Famema/HCFMM - Faculdade de Medicina de Marília (SP) — Prova 2026
Homem, 28 anos, vítima de acidente de motocicletaxposte, trazido ao PS com dor torácica esquerda e taquicardia (FC: 130 bpm). Ausência de lesões exsanguinantes. À chegada, foi diagnosticado com hemotórax esquerdo e realizada drenagem pleural (toracostomia) com retorno instantâneo de 1.600 mL de sangue no dreno. FAST negativo nos 4 focos abdominais; ausência de trauma pélvico e fraturas de extremidades. Permanece em choque hipovolêmico apesar de reposição inicial adequada. A conduta mais indicada nesse momento é:
Drenagem inicial > 1500mL ou > 200mL/h (2-4h) ou instabilidade → Toracotomia.
O hemotórax maciço é definido por volume inicial expressivo ou sangramento contínuo, indicando lesão de vasos sistêmicos que requerem intervenção cirúrgica imediata.

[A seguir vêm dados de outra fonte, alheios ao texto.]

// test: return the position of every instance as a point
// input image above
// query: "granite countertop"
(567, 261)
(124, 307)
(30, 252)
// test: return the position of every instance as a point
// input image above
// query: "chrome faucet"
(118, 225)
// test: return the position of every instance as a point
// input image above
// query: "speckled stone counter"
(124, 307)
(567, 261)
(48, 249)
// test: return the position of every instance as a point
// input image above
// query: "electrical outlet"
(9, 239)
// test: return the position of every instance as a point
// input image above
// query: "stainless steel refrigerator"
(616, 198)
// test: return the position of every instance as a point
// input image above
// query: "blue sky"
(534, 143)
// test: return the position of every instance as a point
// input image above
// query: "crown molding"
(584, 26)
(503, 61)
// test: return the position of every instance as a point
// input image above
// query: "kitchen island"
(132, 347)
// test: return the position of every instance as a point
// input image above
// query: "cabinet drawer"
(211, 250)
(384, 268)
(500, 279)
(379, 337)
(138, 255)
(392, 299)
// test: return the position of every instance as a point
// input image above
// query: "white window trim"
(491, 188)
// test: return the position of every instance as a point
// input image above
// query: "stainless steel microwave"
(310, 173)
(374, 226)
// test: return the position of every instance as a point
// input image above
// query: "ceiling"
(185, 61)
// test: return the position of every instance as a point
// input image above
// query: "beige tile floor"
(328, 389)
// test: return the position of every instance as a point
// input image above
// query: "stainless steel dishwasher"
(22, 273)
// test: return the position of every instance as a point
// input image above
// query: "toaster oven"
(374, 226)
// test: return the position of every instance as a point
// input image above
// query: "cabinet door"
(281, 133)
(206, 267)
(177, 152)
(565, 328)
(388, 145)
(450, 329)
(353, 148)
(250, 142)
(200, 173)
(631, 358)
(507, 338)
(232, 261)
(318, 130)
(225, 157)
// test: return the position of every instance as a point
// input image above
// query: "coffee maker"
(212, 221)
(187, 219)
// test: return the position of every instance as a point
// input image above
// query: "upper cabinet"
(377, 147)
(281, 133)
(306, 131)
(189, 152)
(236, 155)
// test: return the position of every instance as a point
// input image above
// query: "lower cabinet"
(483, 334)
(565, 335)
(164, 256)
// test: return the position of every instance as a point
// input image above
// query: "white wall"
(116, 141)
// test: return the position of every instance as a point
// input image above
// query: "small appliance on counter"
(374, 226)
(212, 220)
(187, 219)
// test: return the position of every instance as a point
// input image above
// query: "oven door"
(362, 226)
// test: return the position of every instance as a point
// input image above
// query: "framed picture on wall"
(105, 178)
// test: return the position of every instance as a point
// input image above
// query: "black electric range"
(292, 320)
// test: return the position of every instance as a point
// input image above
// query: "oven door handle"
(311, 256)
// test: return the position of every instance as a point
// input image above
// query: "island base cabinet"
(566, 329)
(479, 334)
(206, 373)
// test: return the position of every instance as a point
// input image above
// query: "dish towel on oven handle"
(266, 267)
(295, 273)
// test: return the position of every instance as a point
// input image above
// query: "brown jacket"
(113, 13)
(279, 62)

O manejo do hemotórax maciço é uma das intervenções críticas no trauma torácico. A prioridade inicial é a descompressão do espaço pleural e a restauração da volemia. A drenagem deve ser realizada com dreno de grosso calibre no 5º espaço intercostal, linha axilar média. A decisão pela toracotomia deve ser rápida; o atraso para realização de tomografia em um paciente chocado com 1.600 mL de débito inicial é um erro grave, pois a TC não altera a indicação cirúrgica e consome tempo precioso na 'hora de ouro'. A toracotomia permite a identificação direta da fonte de sangramento e intervenção definitiva.
De acordo com o ATLS (Advanced Trauma Life Support), a toracotomia de emergência está indicada no hemotórax se: 1) A drenagem imediata após a inserção do dreno de tórax for superior a 1.500 mL de sangue; ou 2) Houver uma drenagem contínua de 200 mL/hora por um período de 2 a 4 horas. No caso clínico apresentado, o paciente drenou 1.600 mL instantaneamente, preenchendo o critério de hemotórax maciço.
A instabilidade hemodinâmica persistente após a drenagem e reposição volêmica inicial sugere que a fonte do sangramento é ativa e de alto fluxo, geralmente proveniente de vasos arteriais sistêmicos (como artérias intercostais ou mamária interna). Nesses casos, a drenagem pleural apenas esvazia a cavidade, mas não interrompe o sangramento, tornando a exploração cirúrgica (toracotomia) mandatória para o controle da homeostase.
O hemotórax simples geralmente responde bem apenas à drenagem tubular fechada, pois o sangramento costuma ser de parênquima pulmonar e autolimitado. Já o hemotórax maciço envolve o acúmulo rápido de mais de 1.500 mL de sangue, frequentemente causando colapso pulmonar total e compressão das veias cavas, assemelhando-se ao mecanismo do pneumotórax hipertensivo, além do choque hipovolêmico direto.